Monday, May 28, 2012

10 Things Neil Armstrong Would Have Tweeted From the Moon

Ever since social media networking like Twitter came into vogue, people interact and promote themselves in entirely new ways. It’s a 24-hour world, so updates are constant, even when there isn’t any seemingly relevant information to update. So what would happen if an historical figure had some really big news to share and had a Twitter account? Let’s look at ten things astronaut Neil Armstrong would have tweeted from the Moon:

  1. That’s one small step for a man and one giant endorsement check for yours truly. RT if you love the taste of #Moon Pies. Who could blame a man for capitalizing on such a momentous occasion? How much was astronaut pay back in 1969 anyway?
  2. MichaelCollins Sucks to be you. All this way to the moon and you’re stuck playing designated driver, watching from your window. We wonder if they had to draw straws when they planned this mission, or if Collins needed the frequent flier miles.
  3. BuzzAldrin Do me a favor and hold my seat while I step outside for some fresh air, OK? Psyche! Hey, c’mon out, the weather’s fine. Couldn’t you just see Armstrong tweeting this from the landing module while Aldrin is shutting down the LM and preparing to exit?
  4. @Houston Just in case you were wondering: No, it is not made of cheese. I guess it was just @MichaelCollins we smelled all this time. That Armstrong, he’s such a kidder.
  5. To my wife, @JanetArmstrong – I told you I would give you the moon if you married me.
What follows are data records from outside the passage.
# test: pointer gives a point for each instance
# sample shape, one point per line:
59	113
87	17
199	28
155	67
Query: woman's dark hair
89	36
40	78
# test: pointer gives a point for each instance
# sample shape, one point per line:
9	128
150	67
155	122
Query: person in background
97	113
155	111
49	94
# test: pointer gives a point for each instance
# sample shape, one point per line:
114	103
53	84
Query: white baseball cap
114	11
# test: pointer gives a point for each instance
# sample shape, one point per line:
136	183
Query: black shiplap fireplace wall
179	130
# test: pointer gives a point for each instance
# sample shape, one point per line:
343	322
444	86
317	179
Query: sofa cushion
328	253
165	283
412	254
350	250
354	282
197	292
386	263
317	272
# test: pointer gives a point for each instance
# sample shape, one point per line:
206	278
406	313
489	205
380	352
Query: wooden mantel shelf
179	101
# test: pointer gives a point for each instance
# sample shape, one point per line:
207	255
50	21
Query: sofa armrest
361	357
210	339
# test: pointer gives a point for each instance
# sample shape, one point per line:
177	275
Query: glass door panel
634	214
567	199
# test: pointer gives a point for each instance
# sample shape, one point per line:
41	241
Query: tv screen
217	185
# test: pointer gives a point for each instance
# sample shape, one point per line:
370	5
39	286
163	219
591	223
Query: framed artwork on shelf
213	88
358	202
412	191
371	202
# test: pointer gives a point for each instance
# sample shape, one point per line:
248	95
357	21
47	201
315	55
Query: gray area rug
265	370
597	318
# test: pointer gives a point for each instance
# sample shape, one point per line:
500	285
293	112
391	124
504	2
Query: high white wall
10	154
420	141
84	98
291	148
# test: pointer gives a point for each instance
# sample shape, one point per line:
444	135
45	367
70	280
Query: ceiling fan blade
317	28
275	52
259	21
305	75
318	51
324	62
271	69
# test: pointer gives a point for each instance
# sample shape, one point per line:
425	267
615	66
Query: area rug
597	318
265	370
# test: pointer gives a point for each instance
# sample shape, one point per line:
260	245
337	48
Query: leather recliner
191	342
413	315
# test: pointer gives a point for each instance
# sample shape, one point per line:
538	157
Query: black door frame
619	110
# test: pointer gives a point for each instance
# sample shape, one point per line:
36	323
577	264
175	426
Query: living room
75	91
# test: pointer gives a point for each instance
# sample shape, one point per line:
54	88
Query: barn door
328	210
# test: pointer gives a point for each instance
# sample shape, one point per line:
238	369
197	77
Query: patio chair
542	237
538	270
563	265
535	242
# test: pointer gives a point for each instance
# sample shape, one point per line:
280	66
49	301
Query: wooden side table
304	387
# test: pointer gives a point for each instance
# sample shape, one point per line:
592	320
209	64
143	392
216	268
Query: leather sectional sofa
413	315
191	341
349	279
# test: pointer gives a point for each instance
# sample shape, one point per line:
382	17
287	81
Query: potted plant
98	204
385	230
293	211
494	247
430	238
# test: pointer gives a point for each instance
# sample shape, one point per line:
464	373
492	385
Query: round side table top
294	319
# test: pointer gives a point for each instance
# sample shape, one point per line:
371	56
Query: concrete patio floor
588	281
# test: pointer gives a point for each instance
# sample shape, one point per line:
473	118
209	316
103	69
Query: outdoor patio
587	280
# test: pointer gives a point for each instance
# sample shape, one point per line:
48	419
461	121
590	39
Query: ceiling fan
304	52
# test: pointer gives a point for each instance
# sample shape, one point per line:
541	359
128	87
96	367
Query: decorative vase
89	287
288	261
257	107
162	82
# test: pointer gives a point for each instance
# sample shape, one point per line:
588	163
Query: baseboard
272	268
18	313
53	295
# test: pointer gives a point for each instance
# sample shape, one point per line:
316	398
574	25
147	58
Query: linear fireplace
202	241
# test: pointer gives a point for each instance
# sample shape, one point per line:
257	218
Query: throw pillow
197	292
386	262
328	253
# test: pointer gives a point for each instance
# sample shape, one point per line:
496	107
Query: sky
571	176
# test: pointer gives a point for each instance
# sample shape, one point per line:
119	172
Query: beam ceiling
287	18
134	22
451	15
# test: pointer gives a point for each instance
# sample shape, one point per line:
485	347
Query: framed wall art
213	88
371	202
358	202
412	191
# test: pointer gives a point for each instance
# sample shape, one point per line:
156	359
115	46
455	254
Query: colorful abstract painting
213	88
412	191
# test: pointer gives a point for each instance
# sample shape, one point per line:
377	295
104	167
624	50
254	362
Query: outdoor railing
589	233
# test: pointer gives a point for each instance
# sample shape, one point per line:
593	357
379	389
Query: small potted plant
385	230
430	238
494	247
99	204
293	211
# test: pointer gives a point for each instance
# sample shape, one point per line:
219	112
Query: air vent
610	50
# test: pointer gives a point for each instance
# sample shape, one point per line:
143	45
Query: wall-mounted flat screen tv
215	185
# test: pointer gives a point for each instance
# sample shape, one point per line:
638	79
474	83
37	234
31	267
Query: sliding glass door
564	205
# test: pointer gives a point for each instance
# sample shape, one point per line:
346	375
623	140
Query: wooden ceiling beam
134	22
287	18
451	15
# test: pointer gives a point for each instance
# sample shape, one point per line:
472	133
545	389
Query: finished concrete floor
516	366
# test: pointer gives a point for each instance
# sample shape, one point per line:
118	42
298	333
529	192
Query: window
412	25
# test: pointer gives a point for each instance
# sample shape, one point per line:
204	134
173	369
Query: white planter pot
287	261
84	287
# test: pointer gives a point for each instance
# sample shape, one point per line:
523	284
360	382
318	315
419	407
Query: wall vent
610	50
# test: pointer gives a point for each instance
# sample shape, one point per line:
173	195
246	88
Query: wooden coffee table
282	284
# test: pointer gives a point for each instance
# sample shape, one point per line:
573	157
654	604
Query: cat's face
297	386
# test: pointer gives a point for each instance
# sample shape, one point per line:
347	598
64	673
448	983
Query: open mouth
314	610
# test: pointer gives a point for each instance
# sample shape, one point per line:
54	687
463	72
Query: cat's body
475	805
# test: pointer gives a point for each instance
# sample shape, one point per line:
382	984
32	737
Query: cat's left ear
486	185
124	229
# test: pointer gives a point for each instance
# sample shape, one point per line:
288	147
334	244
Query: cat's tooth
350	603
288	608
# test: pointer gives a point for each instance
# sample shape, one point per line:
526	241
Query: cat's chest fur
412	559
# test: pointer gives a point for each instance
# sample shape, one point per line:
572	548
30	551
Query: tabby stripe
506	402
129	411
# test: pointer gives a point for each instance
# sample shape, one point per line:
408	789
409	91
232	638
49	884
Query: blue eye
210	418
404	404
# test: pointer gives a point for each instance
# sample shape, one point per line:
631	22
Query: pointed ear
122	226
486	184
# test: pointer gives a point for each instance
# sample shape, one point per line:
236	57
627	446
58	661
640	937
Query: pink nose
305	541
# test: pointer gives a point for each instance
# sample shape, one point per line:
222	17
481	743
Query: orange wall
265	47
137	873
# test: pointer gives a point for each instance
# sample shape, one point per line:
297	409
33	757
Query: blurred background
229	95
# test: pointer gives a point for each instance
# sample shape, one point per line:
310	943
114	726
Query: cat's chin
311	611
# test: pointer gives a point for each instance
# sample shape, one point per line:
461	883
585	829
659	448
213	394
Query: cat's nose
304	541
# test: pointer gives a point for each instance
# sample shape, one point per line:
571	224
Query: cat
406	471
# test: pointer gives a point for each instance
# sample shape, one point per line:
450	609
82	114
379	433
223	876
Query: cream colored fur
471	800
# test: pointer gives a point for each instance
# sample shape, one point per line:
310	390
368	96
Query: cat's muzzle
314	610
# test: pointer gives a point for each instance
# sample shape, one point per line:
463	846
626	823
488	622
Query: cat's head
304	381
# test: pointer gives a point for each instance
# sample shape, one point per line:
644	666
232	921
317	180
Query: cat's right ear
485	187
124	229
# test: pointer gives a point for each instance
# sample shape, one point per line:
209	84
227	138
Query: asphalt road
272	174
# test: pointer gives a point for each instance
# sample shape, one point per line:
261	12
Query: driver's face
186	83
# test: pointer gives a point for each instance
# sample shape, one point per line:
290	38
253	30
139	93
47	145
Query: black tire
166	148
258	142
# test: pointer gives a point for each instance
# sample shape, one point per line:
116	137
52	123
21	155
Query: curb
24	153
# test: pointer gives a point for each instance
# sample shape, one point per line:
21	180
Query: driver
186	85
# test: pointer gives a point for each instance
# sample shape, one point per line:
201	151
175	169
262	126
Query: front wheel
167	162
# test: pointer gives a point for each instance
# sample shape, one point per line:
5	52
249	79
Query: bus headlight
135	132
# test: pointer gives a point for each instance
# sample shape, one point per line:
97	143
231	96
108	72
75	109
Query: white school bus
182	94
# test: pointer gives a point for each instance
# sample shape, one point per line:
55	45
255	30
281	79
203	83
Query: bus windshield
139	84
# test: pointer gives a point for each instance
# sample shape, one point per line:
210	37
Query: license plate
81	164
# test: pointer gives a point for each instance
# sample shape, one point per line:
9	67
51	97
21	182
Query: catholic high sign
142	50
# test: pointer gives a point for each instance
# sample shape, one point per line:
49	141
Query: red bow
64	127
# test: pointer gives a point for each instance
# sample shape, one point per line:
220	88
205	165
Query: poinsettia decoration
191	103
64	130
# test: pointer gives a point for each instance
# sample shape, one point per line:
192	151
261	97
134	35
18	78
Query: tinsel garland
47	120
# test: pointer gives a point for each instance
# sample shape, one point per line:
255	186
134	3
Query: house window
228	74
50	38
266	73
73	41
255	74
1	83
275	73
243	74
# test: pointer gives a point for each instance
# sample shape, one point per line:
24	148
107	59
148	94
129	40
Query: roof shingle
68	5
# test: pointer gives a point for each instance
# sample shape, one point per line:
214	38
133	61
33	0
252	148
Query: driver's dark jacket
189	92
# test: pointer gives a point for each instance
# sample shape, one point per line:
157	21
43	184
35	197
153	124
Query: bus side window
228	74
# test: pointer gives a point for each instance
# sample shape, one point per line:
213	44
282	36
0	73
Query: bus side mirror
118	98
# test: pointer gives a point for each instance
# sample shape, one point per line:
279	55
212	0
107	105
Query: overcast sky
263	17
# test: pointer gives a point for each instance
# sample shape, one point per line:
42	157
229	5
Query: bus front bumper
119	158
RT if you can see me waving to you on TV. Call us sentimental old fluffs, but we think it’s romantic.
  6. RT if you just downloaded “Fly Me to the Moon” from iTunes. Shout out to my good friend @OldBlueEyes. See you in Vegas. Hey, it could happen. And I bet Neil gets front row seats at the Sands too.
  7. Space, the final frontier. These are the voyages of … me, and my crew. Apollo 11 moon trek, baby. Eat my moon dust, Shatner. This is what happens when you step all over virgin territory and turn up your oxygen.
  8. How much you wanna bet that in ten years they’ll have a @Wal-Mart and three subdivisions right over there in the #Sea of Tranquility? I wouldn’t have taken that bet, would you?
  9. In space, no one can hear you scream – or see you pee yourself. Guess I should have made one last call back at Cape Kennedy. Maybe there’s another endorsement deal in here for Depends.
  10. For a minute there, I thought we’d landed in New Jersey. I kid, I kid. But seriously, does this dirt remind you of Atlantic City or what? He’s here all week, folks. Try the Moon Pies.